The fact that Storey is an award-winning novelist, as well as a very successful playwright, is especially intriguing for a consideration of The Contractor. Like other of Storey’s plays and novels, The Contractor has a direct relationship with his novel Radcliffe (1963), in which Ewbank appears as a minor character. There are three major differences, however, between Storey’s plays, which he writes rapidly (as if, he has said, he were on holiday), and his heavyweight novels. One difference is that his three most successful plays elide the event which one might expect to be at the center of the action and the meaning: the wedding in The Contractor; lunch, to which everyone in a lunatic asylum looks forward in Home (pr., pb. 1970); and the rugby match in The Changing Room (pr. 1971, pb. 1972). Life is seen to be a peripheral thing. Another difference, paradoxically, is that the novels are far more “dramatic” than the plays, in the traditional sense of development and catharsis. Finally, the novels are far bleaker and blacker in terms of vision; Radcliffe, for example, is a somber melodrama, ending in madness and death. In short, in evoking moments of human life, Storey’s plays seem much more to affirm human life than do his novels. A similar comparison could be made between This Sporting Life (1960) and the play to which it is “related,” The Changing Room.

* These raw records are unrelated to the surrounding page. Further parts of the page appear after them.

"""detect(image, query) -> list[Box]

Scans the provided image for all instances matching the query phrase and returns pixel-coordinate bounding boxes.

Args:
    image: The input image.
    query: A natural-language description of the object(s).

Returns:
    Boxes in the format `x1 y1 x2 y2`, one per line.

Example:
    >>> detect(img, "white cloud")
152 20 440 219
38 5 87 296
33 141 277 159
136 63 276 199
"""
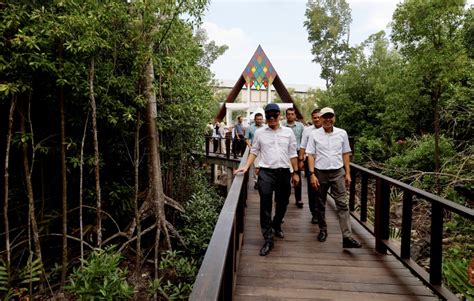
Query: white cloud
202 21 253 53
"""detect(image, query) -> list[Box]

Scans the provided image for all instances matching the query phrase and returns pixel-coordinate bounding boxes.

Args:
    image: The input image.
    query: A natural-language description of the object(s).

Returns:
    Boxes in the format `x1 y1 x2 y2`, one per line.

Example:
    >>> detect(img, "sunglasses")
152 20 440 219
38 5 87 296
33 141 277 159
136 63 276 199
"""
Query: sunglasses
265 112 280 120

There are also interesting relationships between the plays. For example, Home sprang from a visual image at the end of The Contractor: the white table (pulled up especially for the eating of the cake) left alone on the stage. Such visual images are central to Storey’s work and emphasize his artistic nature. (He studied art at London’s Slade School of Fine Art in the 1950’s.)

The Contractor’s great emphasis on stage “business”—the raising of the tent— makes it very much a director’s play. It was fortunate in its first director, Lindsay Anderson, with whom Storey established a most fruitful working relationship after their initial collaboration on the film of Storey’s first novel, This Sporting Life. Anderson has since been responsible for the direction of all Storey’s plays, contributing significantly to their success.